One explanation could stem from the fact that Wireless Knowledge's service works primarily with corporate networks powered by Microsoft software including the BackOffice family of products, while Microsoft's new Ericsson venture is intended to be more flexible, Zona wrote.

Microsoft often invests in or partners with competing technologies, waiting for the market to shake out before striking with a decisive strategy of its own. However, many of Microsoft's forays into communications have been met with mixed results.

Wireless Knowledge executives said ties between the Ericsson alliance and their own are obvious. Ericsson makes both mobile handsets and back-end wireless equipment, but Wireless Knowledge provides the optimization services that tie that hardware together.

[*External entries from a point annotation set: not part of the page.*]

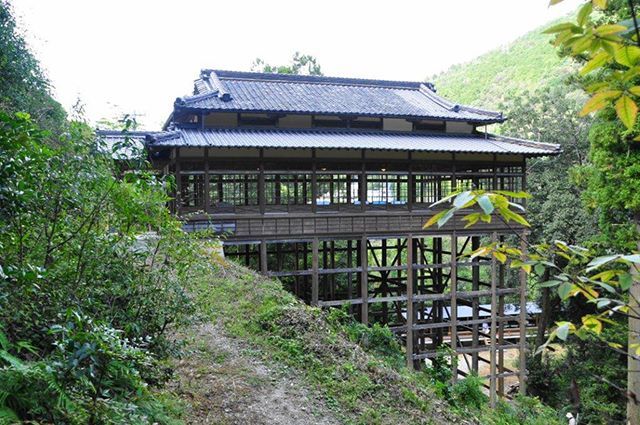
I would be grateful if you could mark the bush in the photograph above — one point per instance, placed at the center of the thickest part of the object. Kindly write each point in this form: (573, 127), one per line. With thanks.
(93, 271)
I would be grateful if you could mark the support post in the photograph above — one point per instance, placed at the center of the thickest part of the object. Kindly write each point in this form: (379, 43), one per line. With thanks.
(363, 184)
(263, 257)
(364, 280)
(475, 303)
(410, 313)
(314, 273)
(207, 200)
(178, 183)
(261, 186)
(522, 373)
(494, 306)
(453, 281)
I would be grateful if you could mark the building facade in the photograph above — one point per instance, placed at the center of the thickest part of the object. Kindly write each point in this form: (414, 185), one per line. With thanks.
(326, 183)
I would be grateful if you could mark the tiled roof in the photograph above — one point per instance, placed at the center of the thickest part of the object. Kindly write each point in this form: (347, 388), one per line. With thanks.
(122, 144)
(349, 139)
(304, 94)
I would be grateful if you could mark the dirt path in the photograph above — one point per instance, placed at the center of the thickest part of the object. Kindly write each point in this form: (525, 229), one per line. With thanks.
(224, 382)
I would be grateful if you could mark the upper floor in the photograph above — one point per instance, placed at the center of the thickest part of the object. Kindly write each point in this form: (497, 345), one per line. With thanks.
(226, 99)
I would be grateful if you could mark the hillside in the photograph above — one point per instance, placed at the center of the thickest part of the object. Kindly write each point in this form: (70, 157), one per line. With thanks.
(256, 354)
(525, 64)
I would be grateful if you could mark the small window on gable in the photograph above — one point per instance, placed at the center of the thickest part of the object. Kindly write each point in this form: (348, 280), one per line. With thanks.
(329, 121)
(257, 120)
(429, 125)
(366, 122)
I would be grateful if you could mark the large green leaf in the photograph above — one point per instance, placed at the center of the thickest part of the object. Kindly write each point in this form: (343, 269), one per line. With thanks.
(627, 111)
(560, 27)
(583, 13)
(565, 290)
(595, 62)
(627, 55)
(486, 204)
(599, 101)
(562, 331)
(462, 199)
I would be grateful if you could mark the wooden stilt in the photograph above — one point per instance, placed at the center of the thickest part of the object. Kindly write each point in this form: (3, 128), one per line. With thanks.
(314, 270)
(523, 323)
(263, 257)
(454, 303)
(364, 280)
(410, 312)
(494, 307)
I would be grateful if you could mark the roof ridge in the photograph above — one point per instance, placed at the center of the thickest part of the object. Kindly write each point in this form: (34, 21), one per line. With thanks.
(523, 142)
(430, 92)
(315, 79)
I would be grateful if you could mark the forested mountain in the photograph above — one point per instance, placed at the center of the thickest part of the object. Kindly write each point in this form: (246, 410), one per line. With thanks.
(522, 65)
(537, 90)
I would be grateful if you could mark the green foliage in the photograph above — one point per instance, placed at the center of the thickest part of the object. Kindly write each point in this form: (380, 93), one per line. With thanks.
(583, 375)
(23, 85)
(527, 64)
(360, 371)
(300, 64)
(93, 270)
(550, 115)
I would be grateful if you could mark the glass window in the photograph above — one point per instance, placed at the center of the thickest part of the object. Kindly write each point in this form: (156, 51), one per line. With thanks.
(337, 189)
(192, 190)
(385, 189)
(233, 189)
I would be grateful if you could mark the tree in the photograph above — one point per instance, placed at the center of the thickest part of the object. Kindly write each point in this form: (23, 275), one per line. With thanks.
(300, 64)
(610, 51)
(23, 85)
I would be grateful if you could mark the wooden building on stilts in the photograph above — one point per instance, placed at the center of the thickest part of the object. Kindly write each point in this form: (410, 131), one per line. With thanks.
(326, 183)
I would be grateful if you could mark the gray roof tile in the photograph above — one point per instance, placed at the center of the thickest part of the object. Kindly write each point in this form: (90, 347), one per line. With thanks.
(280, 93)
(349, 139)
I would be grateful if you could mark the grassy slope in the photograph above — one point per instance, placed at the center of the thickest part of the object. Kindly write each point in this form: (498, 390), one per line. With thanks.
(359, 372)
(527, 63)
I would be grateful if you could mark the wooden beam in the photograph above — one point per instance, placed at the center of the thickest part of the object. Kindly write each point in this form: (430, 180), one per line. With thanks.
(315, 290)
(453, 282)
(364, 280)
(263, 257)
(494, 307)
(523, 321)
(261, 185)
(410, 312)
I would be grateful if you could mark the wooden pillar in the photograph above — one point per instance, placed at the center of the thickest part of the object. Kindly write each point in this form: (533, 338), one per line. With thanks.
(494, 307)
(411, 195)
(315, 290)
(349, 265)
(314, 181)
(475, 303)
(263, 257)
(501, 272)
(364, 280)
(261, 186)
(410, 312)
(384, 278)
(178, 183)
(454, 303)
(207, 200)
(363, 184)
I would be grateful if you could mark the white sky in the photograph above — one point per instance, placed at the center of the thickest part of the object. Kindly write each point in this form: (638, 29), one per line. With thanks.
(139, 55)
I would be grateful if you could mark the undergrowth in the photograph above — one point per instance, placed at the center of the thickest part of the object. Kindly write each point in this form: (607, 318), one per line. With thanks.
(360, 370)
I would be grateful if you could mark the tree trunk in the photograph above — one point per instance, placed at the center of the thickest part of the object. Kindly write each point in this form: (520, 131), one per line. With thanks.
(633, 365)
(545, 306)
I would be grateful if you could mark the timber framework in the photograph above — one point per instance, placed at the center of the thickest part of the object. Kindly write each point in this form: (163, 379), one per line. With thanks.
(326, 183)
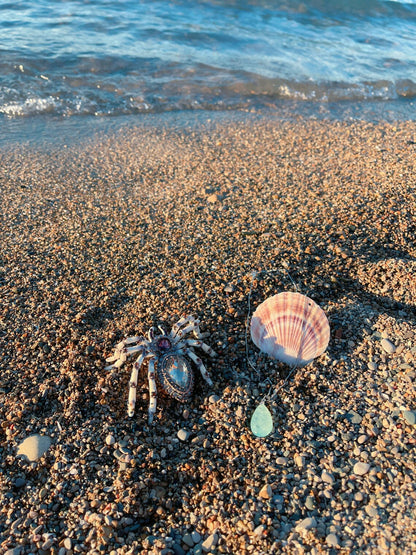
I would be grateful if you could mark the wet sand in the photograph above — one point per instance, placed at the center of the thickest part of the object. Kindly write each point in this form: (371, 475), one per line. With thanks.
(105, 238)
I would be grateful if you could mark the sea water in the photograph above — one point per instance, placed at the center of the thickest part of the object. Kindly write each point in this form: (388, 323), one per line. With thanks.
(104, 58)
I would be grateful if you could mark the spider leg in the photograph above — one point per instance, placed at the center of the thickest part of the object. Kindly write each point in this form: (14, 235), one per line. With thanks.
(122, 351)
(176, 328)
(191, 326)
(197, 343)
(204, 372)
(152, 389)
(133, 384)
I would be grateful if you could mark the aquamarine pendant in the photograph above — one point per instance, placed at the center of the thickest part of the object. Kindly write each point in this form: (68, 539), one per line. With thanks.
(261, 423)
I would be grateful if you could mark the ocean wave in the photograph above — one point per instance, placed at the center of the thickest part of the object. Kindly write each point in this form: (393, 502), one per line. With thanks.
(223, 93)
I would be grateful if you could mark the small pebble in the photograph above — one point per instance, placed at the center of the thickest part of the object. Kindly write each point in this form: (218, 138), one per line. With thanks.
(266, 492)
(327, 477)
(183, 434)
(332, 540)
(306, 524)
(33, 447)
(210, 542)
(361, 468)
(410, 416)
(388, 346)
(110, 439)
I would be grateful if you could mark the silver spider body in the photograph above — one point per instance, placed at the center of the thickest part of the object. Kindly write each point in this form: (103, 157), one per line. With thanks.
(169, 357)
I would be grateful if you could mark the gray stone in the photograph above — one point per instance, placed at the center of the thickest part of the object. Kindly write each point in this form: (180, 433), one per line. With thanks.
(196, 536)
(388, 346)
(332, 540)
(410, 416)
(306, 524)
(310, 503)
(371, 511)
(361, 468)
(183, 434)
(210, 543)
(327, 477)
(187, 540)
(33, 447)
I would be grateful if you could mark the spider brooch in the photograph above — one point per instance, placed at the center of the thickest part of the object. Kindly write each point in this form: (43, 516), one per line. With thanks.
(167, 363)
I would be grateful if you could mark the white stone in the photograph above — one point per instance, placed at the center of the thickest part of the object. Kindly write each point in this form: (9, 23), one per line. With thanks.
(361, 468)
(33, 447)
(196, 536)
(110, 440)
(183, 434)
(332, 539)
(306, 524)
(266, 492)
(327, 477)
(388, 346)
(210, 542)
(187, 540)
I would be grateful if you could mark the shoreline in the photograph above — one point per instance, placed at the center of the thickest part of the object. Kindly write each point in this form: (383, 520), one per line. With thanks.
(139, 226)
(44, 130)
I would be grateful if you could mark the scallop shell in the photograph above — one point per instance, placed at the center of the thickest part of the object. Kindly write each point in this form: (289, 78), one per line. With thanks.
(291, 328)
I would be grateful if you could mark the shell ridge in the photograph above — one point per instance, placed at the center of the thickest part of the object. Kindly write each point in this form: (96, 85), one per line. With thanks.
(290, 327)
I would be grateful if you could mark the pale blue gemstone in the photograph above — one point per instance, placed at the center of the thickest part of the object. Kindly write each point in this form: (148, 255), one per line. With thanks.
(261, 422)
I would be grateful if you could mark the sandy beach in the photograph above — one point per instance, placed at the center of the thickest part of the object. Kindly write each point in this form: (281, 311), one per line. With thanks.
(141, 226)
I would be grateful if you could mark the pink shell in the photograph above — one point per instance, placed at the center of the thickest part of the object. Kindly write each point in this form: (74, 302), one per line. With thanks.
(291, 328)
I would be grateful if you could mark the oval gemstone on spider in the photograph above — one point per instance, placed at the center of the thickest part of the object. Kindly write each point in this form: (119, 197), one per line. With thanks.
(176, 376)
(164, 344)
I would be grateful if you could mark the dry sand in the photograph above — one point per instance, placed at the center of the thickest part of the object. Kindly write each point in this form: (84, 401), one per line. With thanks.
(106, 238)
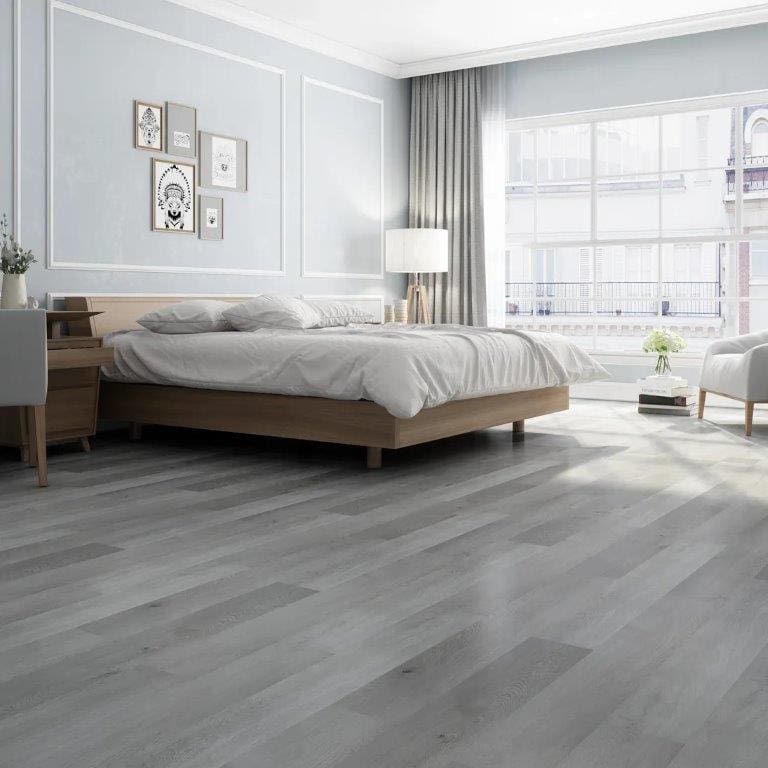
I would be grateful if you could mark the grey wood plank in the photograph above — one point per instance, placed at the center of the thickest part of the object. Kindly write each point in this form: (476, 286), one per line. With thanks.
(269, 603)
(55, 559)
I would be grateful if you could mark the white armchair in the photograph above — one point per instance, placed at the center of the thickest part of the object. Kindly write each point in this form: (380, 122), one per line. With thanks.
(737, 368)
(24, 377)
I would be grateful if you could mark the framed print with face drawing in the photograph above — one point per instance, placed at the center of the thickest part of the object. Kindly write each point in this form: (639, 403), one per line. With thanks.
(211, 218)
(173, 197)
(147, 126)
(180, 130)
(223, 162)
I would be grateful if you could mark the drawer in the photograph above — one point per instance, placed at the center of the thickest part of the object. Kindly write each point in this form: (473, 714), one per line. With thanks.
(71, 412)
(72, 377)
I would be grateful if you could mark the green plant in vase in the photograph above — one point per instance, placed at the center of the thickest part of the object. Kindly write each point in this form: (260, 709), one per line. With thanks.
(663, 342)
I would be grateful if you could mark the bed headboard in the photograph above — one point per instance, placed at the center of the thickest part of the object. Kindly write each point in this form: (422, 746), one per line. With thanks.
(121, 311)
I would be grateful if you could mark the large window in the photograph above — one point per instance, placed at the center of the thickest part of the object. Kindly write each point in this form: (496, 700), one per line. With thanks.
(623, 220)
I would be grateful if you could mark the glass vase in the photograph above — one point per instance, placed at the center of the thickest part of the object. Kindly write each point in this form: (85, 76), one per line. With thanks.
(662, 365)
(14, 293)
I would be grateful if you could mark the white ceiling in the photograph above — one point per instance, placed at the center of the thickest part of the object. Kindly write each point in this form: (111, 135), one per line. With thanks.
(406, 37)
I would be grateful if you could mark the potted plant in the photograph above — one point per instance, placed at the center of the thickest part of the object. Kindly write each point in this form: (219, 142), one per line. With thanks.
(14, 263)
(663, 342)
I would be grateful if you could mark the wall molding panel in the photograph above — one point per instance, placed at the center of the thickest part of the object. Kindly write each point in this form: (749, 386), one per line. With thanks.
(16, 139)
(306, 270)
(58, 6)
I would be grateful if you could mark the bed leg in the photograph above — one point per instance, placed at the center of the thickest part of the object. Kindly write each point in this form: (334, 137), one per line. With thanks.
(373, 458)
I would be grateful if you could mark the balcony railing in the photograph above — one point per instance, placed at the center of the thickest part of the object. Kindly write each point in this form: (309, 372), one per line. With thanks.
(755, 174)
(620, 298)
(750, 160)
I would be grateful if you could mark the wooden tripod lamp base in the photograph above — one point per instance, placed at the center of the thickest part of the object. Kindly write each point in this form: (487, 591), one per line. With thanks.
(418, 304)
(417, 251)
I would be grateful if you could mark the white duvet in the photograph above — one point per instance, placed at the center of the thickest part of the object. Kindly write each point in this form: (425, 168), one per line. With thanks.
(402, 368)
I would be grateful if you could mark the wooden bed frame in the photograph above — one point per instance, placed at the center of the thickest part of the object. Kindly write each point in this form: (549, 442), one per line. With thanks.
(352, 422)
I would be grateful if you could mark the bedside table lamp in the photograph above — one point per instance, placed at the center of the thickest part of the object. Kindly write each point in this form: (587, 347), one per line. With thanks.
(417, 251)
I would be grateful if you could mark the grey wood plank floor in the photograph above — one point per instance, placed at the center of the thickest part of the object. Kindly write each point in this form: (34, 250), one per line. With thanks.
(594, 597)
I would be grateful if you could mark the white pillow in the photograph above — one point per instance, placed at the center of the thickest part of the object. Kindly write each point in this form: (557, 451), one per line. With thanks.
(291, 313)
(333, 313)
(195, 316)
(272, 312)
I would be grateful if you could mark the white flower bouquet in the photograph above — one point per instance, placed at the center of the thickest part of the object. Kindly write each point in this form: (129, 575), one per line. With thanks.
(663, 342)
(14, 260)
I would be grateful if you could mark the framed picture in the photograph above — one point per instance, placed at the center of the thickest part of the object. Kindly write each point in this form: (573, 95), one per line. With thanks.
(147, 126)
(211, 218)
(223, 162)
(180, 130)
(173, 197)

Wireless Knowledge works with wireless carriers to make sure their networks can support Revolv, a service that provides mobile remote access to corporate applications such as email, shared calendar and contact information, and other Microsoft Exchange server-based applications.

"We provide the services, applications, integration and optimization that sits between the infrastructure and the handsets," Beneke said. "We see the Ericsson-Microsoft play as focusing on the two end-points that will drive the need for services in the middle."

Indeed, the Ericsson alliance gives Microsoft a ready-made customer for its microbrowser software, which allows mobile handsets to carry Web sites and other Internet content. Qualcomm, in contrast, has announced its intention to sell its handset production business by the end of the year.

In an interesting twist, newly installed Wireless Knowledge chief executive Eric Schultz, formerly Microsoft's director of wireless strategy, was instrumental in forming the Ericsson-Microsoft partnership.

"Obviously he didn't see it as a big threat," Beneke said. "It just fills out the whole spectrum of wireless options for Microsoft and is great news for the wireless data industry. The more it raises awareness of wireless data the more it drives the need and demand for our services."